Spirits Get the Blame in Cambodian Illness: The people of a couple of tiny villages in Cambodia, Ping and Bornhok, have been afflicted by a disease that resembles SARS, but, unlike SARS, responds to antibiotics. The villagers blame the spirits. The NYTimes article is here. The great thing about the article is that it covers, at length, the different spirits and what they're responsible for.
Arak Chantoo, the mountain spirit, is the Zeus of the pantheon, and when it is angry it is believed to bring chest pains, headache, dizziness, high fever, hydrophobia and sometimes death, anthropologists say.
Hydrophobia? This is nice, as well:
One shaman told the people of Ping that they were being punished for felling sacred trees. Another told the family of a 16-year-old girl named Mel — one of the first to die — that she was being punished for having a sexual affair.

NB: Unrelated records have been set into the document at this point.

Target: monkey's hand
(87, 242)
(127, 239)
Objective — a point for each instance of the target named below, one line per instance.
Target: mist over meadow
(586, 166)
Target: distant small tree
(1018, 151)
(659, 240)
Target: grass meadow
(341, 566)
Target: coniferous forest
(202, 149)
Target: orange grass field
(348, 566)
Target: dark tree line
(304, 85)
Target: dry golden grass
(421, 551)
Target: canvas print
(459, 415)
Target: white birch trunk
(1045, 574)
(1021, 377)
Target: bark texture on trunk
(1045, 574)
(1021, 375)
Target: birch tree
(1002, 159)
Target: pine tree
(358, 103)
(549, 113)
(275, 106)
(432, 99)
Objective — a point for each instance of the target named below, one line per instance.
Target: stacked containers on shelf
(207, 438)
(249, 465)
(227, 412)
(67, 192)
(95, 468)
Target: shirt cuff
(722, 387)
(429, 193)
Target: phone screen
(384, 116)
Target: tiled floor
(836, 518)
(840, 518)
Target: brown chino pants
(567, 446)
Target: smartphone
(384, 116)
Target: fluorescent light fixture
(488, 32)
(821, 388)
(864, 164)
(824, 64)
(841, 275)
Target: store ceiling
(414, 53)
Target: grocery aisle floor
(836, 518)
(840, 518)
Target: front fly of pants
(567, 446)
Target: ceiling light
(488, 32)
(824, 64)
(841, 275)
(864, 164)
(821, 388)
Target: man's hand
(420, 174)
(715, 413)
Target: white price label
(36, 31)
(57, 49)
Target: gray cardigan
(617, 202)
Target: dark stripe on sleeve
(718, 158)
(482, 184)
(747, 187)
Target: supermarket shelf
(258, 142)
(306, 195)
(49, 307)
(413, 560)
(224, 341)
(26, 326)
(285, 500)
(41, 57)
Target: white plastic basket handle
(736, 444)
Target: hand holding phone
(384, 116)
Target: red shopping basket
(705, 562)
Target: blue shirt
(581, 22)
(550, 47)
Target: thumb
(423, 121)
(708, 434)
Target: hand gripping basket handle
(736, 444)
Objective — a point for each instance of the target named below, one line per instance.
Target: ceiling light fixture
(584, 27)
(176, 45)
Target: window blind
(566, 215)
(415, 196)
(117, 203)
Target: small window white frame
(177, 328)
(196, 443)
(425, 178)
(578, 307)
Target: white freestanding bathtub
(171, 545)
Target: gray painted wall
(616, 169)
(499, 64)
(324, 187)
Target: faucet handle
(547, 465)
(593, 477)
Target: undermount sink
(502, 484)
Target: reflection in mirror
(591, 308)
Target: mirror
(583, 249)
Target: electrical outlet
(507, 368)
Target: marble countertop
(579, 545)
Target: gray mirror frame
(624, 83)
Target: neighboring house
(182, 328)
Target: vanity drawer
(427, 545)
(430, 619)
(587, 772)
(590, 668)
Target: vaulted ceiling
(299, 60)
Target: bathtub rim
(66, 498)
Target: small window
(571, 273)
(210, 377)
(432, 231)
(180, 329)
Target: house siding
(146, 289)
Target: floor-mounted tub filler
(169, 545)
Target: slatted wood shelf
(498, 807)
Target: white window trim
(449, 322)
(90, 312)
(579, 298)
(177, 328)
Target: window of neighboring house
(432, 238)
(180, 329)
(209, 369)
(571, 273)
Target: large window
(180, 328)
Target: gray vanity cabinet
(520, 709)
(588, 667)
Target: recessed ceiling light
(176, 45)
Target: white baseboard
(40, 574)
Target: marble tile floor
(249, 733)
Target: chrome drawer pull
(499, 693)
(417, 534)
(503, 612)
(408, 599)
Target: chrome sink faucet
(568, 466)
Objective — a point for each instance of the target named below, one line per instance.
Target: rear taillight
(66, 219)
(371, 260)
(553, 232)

And if you like your proof to be of the incontrovertible sort:
"I know the disease was caused by spirits because after we held a big ceremony with all the villagers, people stopped dying and didn't get sick any more," the village chief said.
Those ridiculous savages. Meanwhile, back in civilization -- namely, Great Yarmouth, Norfolk, England -- prayers are being said for a missing boy.
Police fear Daniel fell into the river while playing and was drowned - although they have not ruled out the possibility that he was abducted. Daniel's step-grandfather, Keith Dutton, said as he attended a church service near the family home on Sunday: "We are prepared for the worst although we must not lose hope. "The family are grabbing on to that iron bar of hope."
The iron bar of hope? Don't they mean "the wet toilet paper square of hope"?